# What Should I Do If My Car is Recalled?



## AutoGuide.com (Jul 26, 2010)

It's only April and over 13 million vehicles have already been recalled. Here's what you need to do to if yours is one of them.

Recall announcements are often made by the U.S. National Highway Traffic Safety Administration (NHTSA) rather than the automaker. You probably have better things to do than pour over NHTSA's database, so we publish announcements about widespread recalls.

You can also check to see if your car is affected by a recall by going to the "vehicle owners" section of SaferCar.gov and searching for your vehicle. Vehicles aren't the only products that NHTSA requests to be recalled by the manufacturer. Child seats and tires are monitored for safety concerns as well.

Getting Notice
If your car is affected by a new recall, then you can expect to notification in the mail. These letters are sent out by using the state's vehicle registration database.

The letter will inform you that there's a potential safety concern with your vehicle and generally will ask you to take it to an authorized dealer for service. In some cases, like when there's a need for a replacement part, the letter will state when the safety fix will be available and how long the repair will take. In some extreme cases, the letter will even tell you to stop driving your car.

Don't worry if you lost the letter or didn't receive it in the first place. You can still obtain the notice of the recall from the NHTSA website and take it to your local dealership to get help. 

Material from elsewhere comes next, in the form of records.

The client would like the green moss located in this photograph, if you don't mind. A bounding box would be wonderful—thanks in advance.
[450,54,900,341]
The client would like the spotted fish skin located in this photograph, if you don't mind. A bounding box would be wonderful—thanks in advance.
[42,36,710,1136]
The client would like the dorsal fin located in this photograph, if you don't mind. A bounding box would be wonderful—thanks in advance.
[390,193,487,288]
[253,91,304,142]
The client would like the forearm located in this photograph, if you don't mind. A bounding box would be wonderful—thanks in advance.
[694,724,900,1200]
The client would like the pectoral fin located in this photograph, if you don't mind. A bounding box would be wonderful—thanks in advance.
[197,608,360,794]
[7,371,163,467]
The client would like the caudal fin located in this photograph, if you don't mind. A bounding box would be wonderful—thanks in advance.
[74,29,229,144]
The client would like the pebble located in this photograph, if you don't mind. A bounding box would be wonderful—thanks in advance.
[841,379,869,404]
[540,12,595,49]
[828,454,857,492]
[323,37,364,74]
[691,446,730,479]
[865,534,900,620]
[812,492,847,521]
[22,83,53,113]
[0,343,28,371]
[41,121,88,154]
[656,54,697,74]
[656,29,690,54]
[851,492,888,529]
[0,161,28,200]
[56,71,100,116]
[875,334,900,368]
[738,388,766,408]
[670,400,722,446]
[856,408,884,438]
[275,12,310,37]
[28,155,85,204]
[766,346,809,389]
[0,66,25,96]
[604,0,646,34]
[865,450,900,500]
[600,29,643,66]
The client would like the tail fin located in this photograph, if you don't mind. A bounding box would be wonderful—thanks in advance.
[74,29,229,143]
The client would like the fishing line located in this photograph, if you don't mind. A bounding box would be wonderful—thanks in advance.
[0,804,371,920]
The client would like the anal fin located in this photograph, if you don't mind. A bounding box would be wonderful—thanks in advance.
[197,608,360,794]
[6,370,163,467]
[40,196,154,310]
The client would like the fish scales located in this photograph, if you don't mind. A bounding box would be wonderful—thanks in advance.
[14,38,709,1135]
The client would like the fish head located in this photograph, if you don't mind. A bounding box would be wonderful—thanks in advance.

More: *What Should I Do If My Car is Recalled?* on AutoGuide.com


----------



## Merc6 (Jun 8, 2013)

If you have Active OnStar it will also show up in your monthly emails. This Axle recall literally fell just after this months email so you will only see it on the website.


----------



## ALBERTA (Mar 29, 2014)

I got the recall notice in this months email from OnStar. Then I got a phone call from the dealerships service department the next day to book a time for me to bring the car in. They were so sure it was one of the ones needing repair and it was "unsafe to continue driving" they immediately offered a rental vehicle. After about an hour of waiting for a ride to the Budget, and just as the agent was filling out the remaining information for the rental I get a phone call from the dealership that they just lifted the car up and saw that it was not the recalled part so my car was fine. Well their shuttle couldn't come pick me up for a while and the rental car place wasn't about to offer me a ride back if they aren't getting business so I just told the dealership that GM is paying for the rental for the day because I needed to get to work. The rental was a 2014 Cruze LT only difference was the colour... and it was disgustingly dirty inside and out. Food crumbs, empty bottles, and stuff sprayed all over the inside as well as pet hair.

All in all it was an unnecessary hassle when they should have just taken the five minutes to check and see if the part was even one of the defective ones. I was out about 3 hours of my time and a bit of hair all because GM is so anal about recalls now since the ignition thing.


----------